Families benefit greatly from the extensive support that hospice home care offers. Going through a loved one’s end-of-life process can be emotionally and physically draining. Hospice care teams do more than just attend to the patient; they also assist families with counseling, respite care, and information about what to expect. This assistance is crucial in guiding families through the complexity of sorrow, loss, and the practical aspects of caring. It also allows the family to focus on being present with their loved one rather than being distracted by caregiving or decision-making.

Hospice home care provides significant support to families, which benefits them greatly. Going through a loved one’s end-of-life care can be both emotionally and physically taxing. Hospice care teams do more than just look after the patient; they also provide families with counseling, respite care, and information on what to expect. This help is critical in guiding families through the complexities of grief, loss, and the practical responsibilities of caregiving. It also enables the family to concentrate on being with their loved one rather than being distracted by caregiving or decision-making.

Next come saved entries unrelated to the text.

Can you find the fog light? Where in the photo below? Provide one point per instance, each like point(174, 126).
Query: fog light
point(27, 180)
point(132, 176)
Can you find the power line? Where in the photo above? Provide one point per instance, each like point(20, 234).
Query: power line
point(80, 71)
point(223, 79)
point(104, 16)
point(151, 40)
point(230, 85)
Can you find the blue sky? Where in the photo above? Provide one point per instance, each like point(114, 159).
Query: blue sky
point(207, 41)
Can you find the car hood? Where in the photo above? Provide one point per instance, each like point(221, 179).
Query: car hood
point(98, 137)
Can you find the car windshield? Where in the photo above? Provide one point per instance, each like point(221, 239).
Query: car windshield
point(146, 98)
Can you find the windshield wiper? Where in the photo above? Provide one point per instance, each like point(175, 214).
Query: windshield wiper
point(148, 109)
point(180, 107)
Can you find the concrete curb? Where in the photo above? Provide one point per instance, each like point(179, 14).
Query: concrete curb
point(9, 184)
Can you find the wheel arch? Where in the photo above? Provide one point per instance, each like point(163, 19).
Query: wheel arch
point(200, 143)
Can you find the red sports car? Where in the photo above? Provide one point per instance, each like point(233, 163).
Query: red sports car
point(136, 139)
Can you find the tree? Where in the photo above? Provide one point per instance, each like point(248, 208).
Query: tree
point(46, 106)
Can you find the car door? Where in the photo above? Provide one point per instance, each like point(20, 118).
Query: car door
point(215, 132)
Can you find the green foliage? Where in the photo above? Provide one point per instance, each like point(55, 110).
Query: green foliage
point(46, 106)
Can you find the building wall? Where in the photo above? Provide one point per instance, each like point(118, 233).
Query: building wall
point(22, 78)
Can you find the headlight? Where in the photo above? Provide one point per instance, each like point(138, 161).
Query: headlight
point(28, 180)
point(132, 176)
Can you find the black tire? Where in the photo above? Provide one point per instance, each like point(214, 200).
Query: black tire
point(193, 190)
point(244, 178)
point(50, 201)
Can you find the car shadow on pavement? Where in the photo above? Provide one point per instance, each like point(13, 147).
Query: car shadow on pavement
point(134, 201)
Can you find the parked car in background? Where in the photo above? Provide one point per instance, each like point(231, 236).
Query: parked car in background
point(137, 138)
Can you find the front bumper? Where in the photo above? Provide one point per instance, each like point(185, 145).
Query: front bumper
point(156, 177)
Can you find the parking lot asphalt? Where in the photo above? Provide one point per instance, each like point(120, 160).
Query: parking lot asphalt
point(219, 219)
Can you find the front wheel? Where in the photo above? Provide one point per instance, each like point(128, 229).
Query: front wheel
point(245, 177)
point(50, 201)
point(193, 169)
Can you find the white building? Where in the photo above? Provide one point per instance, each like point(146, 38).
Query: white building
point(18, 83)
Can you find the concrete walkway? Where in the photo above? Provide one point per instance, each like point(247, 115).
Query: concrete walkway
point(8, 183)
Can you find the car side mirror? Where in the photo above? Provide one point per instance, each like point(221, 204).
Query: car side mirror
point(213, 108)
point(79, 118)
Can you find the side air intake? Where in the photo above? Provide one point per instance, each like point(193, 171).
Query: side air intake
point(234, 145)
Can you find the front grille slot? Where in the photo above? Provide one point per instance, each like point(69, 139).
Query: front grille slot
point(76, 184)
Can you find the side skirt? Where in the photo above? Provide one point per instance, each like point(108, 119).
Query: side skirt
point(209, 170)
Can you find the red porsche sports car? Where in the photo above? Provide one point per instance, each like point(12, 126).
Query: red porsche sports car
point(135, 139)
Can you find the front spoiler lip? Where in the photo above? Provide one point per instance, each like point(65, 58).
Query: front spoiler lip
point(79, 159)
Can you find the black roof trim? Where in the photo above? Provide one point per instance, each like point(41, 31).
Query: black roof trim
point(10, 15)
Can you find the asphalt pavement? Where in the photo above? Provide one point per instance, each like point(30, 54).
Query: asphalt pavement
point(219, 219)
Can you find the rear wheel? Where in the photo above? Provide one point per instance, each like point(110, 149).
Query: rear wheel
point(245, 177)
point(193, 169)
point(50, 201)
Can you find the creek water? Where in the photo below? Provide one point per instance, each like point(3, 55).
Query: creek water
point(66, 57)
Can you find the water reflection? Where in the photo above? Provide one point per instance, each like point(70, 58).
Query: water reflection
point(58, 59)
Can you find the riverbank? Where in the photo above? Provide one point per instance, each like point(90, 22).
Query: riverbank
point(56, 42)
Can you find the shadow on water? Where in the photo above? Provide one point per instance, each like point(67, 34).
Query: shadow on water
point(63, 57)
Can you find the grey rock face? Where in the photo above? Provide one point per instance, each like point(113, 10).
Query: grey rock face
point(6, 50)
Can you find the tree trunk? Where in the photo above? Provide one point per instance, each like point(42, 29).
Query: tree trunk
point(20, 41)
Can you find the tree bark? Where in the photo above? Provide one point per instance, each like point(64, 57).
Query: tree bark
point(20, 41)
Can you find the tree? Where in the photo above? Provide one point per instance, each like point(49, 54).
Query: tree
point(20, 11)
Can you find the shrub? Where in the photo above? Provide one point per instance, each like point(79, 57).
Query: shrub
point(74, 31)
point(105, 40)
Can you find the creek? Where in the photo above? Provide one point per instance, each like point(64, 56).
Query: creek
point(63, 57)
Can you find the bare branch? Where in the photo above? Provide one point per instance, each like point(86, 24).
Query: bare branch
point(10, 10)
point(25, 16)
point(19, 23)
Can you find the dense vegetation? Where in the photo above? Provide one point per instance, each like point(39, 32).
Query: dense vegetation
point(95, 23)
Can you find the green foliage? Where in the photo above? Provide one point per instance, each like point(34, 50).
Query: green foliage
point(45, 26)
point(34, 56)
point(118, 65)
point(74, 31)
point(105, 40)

 Component of hospice care cannot be overlooked. Families often find themselves in uncharted territory when a loved one enters hospice care. The hospice team’s role in educating families about what to expect, how to manage symptoms, and how to cope with grief is an essential service that can demystify the dying process and alleviate fears.

In essence, hospice home care profoundly impacts both patients and their families by providing a holistic approach to end-of-life care. It ensures that patients can live their final days with dignity and comfort, surrounded by love, while offering families the support, education, and guidance needed to navigate this challenging journey with grace. This model of care not only addresses the physical symptoms of the patient but also nurtures the emotional and spiritual well-being of everyone involved, making the inevitable transition a shared, supported, and deeply human experience.

Hospice home care displays the power of compassion and dignity in the face of life’s most challenging challenges. Hospice care focuses on comfort and quality of life, guiding patients and families through the end-of-life process with dignity and support. If you or a loved one are considering hospice care, remember that it is a decision that prioritizes love, dignity, and comfort during the most difficult times.